You want to work with a tool that assures of the best FPGA crack solutions. That is what you get from using the FPGA clusters.
Here is why it matters:
- The clusters of FPGAs tend to offer a significant performance more than the Graphics Processing Units (GPUs) do.
- You can also use the clusters for specific tasks, such as recovering passwords.
Excellent Power Management
It is one thing to use FPGA crack methods to obtain passwords and crack codes. It is an entirely different thing to use the same method effectively.
You can be sure to maximize power with the clusters of FPGAs, as they consume less power and don’t generate much heat.
Important Considerations for FPGA Clusters
Using clusters of Field Programmable Gate Arrays (FPGAs) is not without some stresses. Here are some of the things to consider before making the decision to use them:
- Field Programmable Gate Array (FPGA) clusters tend to cost more per teraflop of performance they bring forth.
- The clusters do not support all the software algorithms.
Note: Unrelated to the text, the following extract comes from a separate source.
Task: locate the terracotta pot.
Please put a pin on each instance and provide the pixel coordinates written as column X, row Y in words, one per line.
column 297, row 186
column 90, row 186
GPU Clusters – Another Option Worth Exploring
Besides the clusters of FPGAs, it is also possible to use the clusters of Graphics Processing Units (GPUs).
Here are a couple of quick takes before we delve into the discussion:
- These clusters are based on GPU-accelerated workstations.
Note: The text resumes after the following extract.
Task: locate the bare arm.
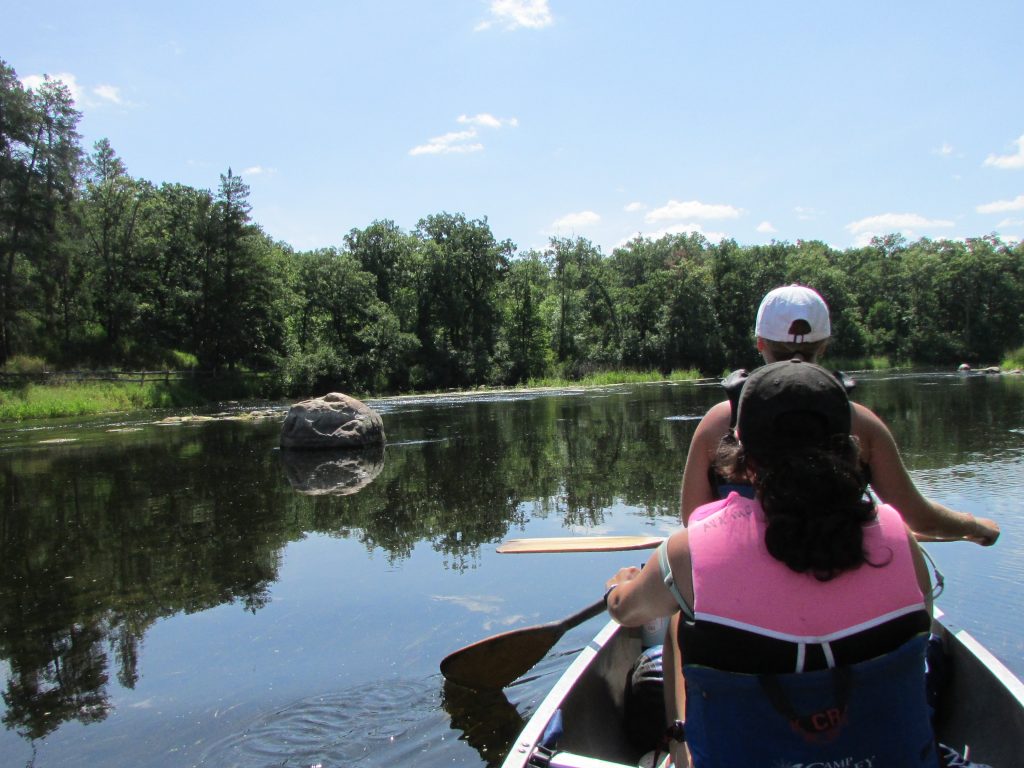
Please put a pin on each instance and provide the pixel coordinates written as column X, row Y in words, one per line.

- They are also based on consumer-grade video cards.
- GPU clusters are used for a variety of purposes, such as cracking the passwords used to protect Wi-Fi communication systems. The clusters also aid the cracking of passwords stored in Apple devices and those used to protect office-related databases.
How the GPU Clusters Work
These clusters are regarded as a faster route to obtaining passwords and cracking codes. They can also be cost-saving in some way.
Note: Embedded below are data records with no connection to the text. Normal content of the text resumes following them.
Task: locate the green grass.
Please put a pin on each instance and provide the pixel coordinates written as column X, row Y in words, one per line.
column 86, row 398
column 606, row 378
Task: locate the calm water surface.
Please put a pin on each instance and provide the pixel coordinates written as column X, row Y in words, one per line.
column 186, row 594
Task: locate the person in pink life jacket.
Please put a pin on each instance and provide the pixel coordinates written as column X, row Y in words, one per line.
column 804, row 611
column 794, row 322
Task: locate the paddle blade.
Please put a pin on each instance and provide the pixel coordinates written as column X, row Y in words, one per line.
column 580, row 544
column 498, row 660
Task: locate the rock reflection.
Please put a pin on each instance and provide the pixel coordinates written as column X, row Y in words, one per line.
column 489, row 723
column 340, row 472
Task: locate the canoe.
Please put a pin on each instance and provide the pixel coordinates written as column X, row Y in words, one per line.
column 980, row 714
Here is the rest of the things you need to know about using GPUS clusters instead of FPGAs for code cracking purposes:
Significant Performance Boost
One of the important considerations for cracking code and hacking/obtaining passwords is speed. If the process is sped up, you will be through in the shortest time possible.
If that is the case, you can rely on the clusters of GPUs, due to the speed of the graphic cards – especially those based on the Graphics Core Next architecture by AMD.
The other aspects of GPU clusters’ acceleration capabilities include:
- The support for thousands of stream processors.
- A cluster of 4 graphics cards (either from NVIDIA or AMD) potentially provides up to 1000 dual-core Central Processing Units (CPUs) in a single chassis.
Downsides to GPU Clusters
Despite relegating traditional CPU usage to the background, GPU clusters are still not completely free of some challenges.
The major downsides include non-optimization for the task of recovering passwords.
FPGA Clusters vs. GPU Clusters
Both the clusters of Field Programmable Gate Arrays (FPGAs) and Graphics Processing Units (GPUs) have distinct benefits. On a closer look, one can see that the FPGA clusters have the upper hand.
Here is how they compare:
When a cluster of 4 graphics (video gaming) cards is installed in a single computer, there is a chance of increased heat generation. Depending on the card, the power it sucks could be up to 300 watts.
This is higher, when compared to the less heat generated when using the FPGA clusters. These clusters provide up to 2,000 dual-core processors of computational power, without sacrificing excess heat generation.
The GPU clusters are you go-to for savings costs when cracking codes and recovering passwords. They cost less per teraflop of performance than the FPGA clusters do.
Field Programmable Gate Arrays (FPGAs) are becoming faster than the GPU clusters are. With the reduced heat generation, the improved performance and the optimizations, there is no doubt that you can use these to crack codes faster.